Como surgiu a ideia de trabalhar com variedades de uvas que não são tradicionais chilenas ou que não tenham um apelo comercial como a Cinsault e Carignan?
Esta é a filosofia da nossa vinícola. Buscamos fazer vinhos gastronômicos e que não sejam o típico vinho chileno. Nosso slogan é “Reinventando Chile”. Não buscamos fazer apenas o clássico Cabernet, Merlot ou Syrah, mas apostamos em uvas novas no cenário chileno que produzam vinhos gastronômicos como a Carignan, Cinsault e Petit Sirah.
E sobre o resgate de métodos ancestrais de vinificação como o usos de ânforas de barro para fermentação?
Foi muito interessante, essa ideia surgiu em 2010, quando praticamente todo vinho chileno reserva e gran reserva tinha passo por barricas de carvalho novo. Decidimos então reinventar e usar outros recipientes como os fudres (grandes tonéis de madeira) e mais recente essa linha em ânforas buscando justamente diminuir a influencia do carvalho no vinho e poder assim, expressar a tipicidade clássica de cada uva e do solo da região.
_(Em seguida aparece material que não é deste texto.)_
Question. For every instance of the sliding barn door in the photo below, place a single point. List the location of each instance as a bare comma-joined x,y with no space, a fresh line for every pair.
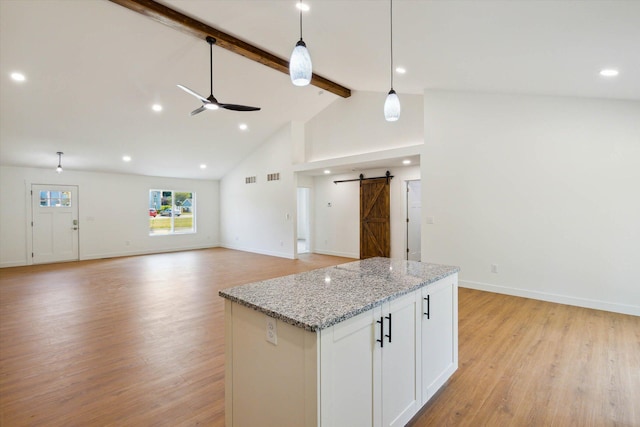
375,234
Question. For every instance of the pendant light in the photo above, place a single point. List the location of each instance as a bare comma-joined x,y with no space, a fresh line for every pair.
300,63
392,103
59,168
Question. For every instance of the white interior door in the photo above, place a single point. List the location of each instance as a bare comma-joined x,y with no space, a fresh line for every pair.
304,222
414,207
54,223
Qual é o seu vale preferido no Chile?
O Vale do Limarí, pela complexidade do solo. É um solo muito calcário, com uma quantidade alta de sais minerais, que impacta muito na mineralidade dos vinhos brancos como o Chardonnay.
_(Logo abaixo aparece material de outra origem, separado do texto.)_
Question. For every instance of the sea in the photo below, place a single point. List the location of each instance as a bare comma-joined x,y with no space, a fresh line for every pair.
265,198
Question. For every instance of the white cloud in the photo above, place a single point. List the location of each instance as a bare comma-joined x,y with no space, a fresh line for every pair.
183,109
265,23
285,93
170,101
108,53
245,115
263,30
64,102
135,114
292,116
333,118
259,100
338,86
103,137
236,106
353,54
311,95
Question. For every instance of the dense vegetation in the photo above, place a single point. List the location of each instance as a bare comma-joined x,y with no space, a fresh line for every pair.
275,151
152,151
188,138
Se hoje você tivesse que escolher um vinho da De martino para levar consigo a uma ilha deserta, qual seria?
É uma pergunta difícil, mas acho que levaria o Legado Syrah Gran Reserva do Vale do Choapa, uma região de solos formados por ação de terremotos, que permitem produzir um syrah muito elegante e mineral.
Se você fosse uma uva, qual seria e por que?
(Risos) deixe-me pensar… acho que seria uma Merlot, uma uva fácil de trabalhar, que suporta adversidades de clima e ainda sim consegue níveis de açúcar interessantes. E como me considero uma pessoa de caráter mais fácil, mais dócil, acho que seria uma Merlot.